Игорь Беленький - Мэрилин Монро Страница 14
Игорь Беленький - Мэрилин Монро читать онлайн бесплатно
Вот фотография 1939 года — улыбающаяся девочка, по виду типичная набоковская «нимфетка», пользующаяся успехом у одноклассников и не отягощенная никакими комплексами, хотя к нападению Дока год спустя она вряд ли еще готова. Фотография 1940 года — Норма Джин, высокая, жизнерадостная, с широкой улыбкой (чем-то напоминает Роми Шнайдер), снята здесь вместе с дочерью Дока Годдара, Бернайс. Вот свадебный снимок — Норма Джин стоит между своим супругом, Джимом Дахерти, и его сестрой; она улыбается, точно приглашая всякого, кто возьмет в руки эту фотографию, оценить их с Джимом; у нее широкое, почти квадратное лицо с пышными, вьющимися, доходящими до плеч волосами. (Глядя на эту фотографию, с недоумением читаешь у Золотова: «Во время [свадебной] церемонии Норма Джин дрожала от страха».) Вот снимок, сделанный примерно в 1943–1944 годах; психологически он наиболее интересен — Джим Дахерти в плавании, но его молодую жену это обстоятельство (если судить по фотографии) нимало не беспокоит; в короткой пляжной блузке-лифе, в короткой же пляжной юбочке и белых носочках и сандалетках, она вся излучает спокойствие, улыбчивость и готовность встать перед фотографом так, чтобы было удобно снимать. Здесь она — воплощение аккуратности, ухоженности и ожидания. Она еще не Мэрилин, она — лишь девушка, фотографию которой приятно иметь у себя. (Ниже я еще вернусь к этой фотографии.) 1945 год — готовность сниматься, продемонстрированная на предыдущем снимке, делает из нее удобную фотомодель: в костюме (пиджак и юбка со свитером) и босоножках, она впитывает, втягивает в себя окружающий уличный пейзаж, сосредоточивает на себе, на своей улыбке, темных, длинных, вьющихся волосах, на аккуратной фигурке все перспективные линии сглаженного пространства улицы южного городка с невысокими постройками и пальмовыми деревьями.

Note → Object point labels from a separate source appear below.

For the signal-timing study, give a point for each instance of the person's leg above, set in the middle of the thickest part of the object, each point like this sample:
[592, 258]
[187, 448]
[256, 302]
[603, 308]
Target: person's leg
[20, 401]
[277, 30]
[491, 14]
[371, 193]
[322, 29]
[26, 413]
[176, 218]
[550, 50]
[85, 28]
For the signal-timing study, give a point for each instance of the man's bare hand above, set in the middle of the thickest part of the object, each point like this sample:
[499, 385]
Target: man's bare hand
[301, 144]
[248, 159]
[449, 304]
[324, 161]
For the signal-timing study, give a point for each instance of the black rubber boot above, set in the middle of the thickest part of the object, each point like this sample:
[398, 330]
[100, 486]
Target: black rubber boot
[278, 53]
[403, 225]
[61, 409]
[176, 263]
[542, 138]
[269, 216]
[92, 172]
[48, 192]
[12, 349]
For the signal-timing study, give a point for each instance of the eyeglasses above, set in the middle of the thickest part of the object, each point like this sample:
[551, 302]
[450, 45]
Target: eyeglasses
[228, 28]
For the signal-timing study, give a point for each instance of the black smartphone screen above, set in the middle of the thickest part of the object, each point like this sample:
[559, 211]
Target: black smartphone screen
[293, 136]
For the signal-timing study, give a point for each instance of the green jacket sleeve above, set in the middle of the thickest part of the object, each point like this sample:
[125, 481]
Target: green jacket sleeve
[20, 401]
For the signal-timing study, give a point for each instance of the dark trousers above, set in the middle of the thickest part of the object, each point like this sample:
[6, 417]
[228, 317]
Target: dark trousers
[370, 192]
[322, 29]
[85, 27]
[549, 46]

Так о какой растоптанной невинности вел только что речь автор?
У Гайлса есть одна превосходная догадка, которую он, к сожалению, не развил: «Всю свою жизнь она легко применялась к обстоятельствам, приспосабливаясь к изменениям в жизни так, как, ей казалось, от нее ожидали». Для жизнеописания Мэрилин Монро это замечательная мысль. Попробую ее разработать. Здесь возможно двигаться сразу в нескольких направлениях.

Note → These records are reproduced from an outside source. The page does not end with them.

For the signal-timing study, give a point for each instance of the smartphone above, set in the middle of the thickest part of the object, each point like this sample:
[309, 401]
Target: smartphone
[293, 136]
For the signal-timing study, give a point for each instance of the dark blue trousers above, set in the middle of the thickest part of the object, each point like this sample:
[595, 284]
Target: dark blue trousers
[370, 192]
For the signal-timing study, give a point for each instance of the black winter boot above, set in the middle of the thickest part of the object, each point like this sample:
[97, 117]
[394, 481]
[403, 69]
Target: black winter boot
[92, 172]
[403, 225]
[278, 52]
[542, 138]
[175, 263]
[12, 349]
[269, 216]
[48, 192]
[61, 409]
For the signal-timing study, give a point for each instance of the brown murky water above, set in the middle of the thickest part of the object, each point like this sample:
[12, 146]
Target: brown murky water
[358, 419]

Во-первых, собственно приспособление. Мэрилин — гений приспособления. (У Вуди Аллена в его выдающейся кинокомедии «Зелиг» (1983) главный герой наделен даром поразительного хамелеонства: с кем бы он ни разговаривал, он принимал вид собеседника!) Подобно вуди-алленовскому Зелигу, она практически полностью перенимала — ну только что не внешний вид — вкусы, привычки, способ глядеть на мир, свойственные тому, с кем она в данный момент была близка — причем необязательно в интимном смысле слова. Ее вуди-алленовский дар, пусть не столь очевидно, но не менее эффективно способствовал ее выживаемости и практически душевному здоровью. (Хотя, замечу в скобках, для скольких биографов «дурная» наследственность и «тяжелое детство» Мэрилин оказались непреодолимыми искушениями, и утверждение, будто она страдала «врожденной» шизофренией, стало чуть ли не общим местом.)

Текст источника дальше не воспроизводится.